Alexia abrió desmesuradamente sus ojos oscuros.
—Sé perfectamente cómo ocurrió. En realidad es una oportunidad para obligar a Conall a reconsiderar sus acusaciones. Lo que es más útil que interesante.
—Ya sabes a qué me refiero.
Alexia levantó la vista al cielo nocturno.
—Después de casarme con Conall, asumí que no tendríamos hijos. Ahora es como si tuviera una especie de enfermedad exótica. Me siento incapaz de alegrarme por ello. Necesitaría saber, científicamente, cómo es posible que esté embarazada. Pero me asusta pensar demasiado en el bebé.
—Tal vez no quieras sentir demasiado apego por él.
Alexia frunció el ceño. Tratar de comprender las emociones propias era una tarea extenuante. Genevieve Lefoux había criado al hijo de otra mujer como si fuera suyo. Debía de haber vivido con el miedo constante a que Angelique llegara un día para alejarlo de ella.

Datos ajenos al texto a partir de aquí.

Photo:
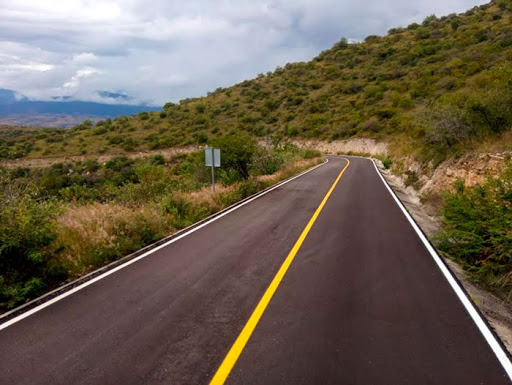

—Puede que lo haga de forma involuntaria. Se supone que los preternaturales nos sentimos repelidos mutuamente, y nuestra progenie hereda nuestra naturaleza. Por lógica, debería ser alérgica a mi propio hijo; ni siquiera podría estar en la misma habitación.
—¿Crees que lo perderás?
—Creo que, si no lo pierdo, me veré obligada a deshacerme de él o enfrentarme a la locura. Siempre y cuando, por obra de algún milagro, sea capaz de sobrevivir al parto, nunca podré compartir con él el mismo aire, no digamos ya tocarlo. Y lo que más me molesta es que el patán de mi esposo me obligue a pasar por todo esto sola. ¿No podría, digamos, haber hablado conmigo de ello? Pero, no, prefiere ir dando tumbos, hacerse el ofendido y emborracharse como una cuba. Mientras yo… —Alexia se interrumpió—. ¡Una idea fantástica! Debería hacer algo igualmente escandaloso.
Tras semejante aseveración, madame Lefoux se inclinó hacia delante y la besó, dulce y suavemente, en la boca.
Aunque no fue precisamente desagradable, tampoco era lo más adecuado en la buena sociedad, ni siquiera entre amigas. Alexia tenía la sensación de que, en ocasiones, madame Lefoux llevaba demasiado lejos aquel aspecto tan francés de su carácter.
—No era exactamente eso en lo que estaba pensando. ¿Tienes coñac?
La inventora se limitó a sonreír.
—Creo que deberíamos descansar.
Alexia se sentía exhausta y derrotada, como una vieja alfombra pisoteada.
—Hablar de los sentimientos propios es agotador. No estoy segura de aprobarlo.
—Entiendo. Pero ¿te sientes mejor?
—Aún odio a Conall y quiero demostrarle que se equivoca. De modo que no, creo que no me siento mejor.
—Pero siempre has sentido eso por tu esposo, querida.
—Cierto. Cierto. ¿Estás segura de que no tienes un poco de coñac?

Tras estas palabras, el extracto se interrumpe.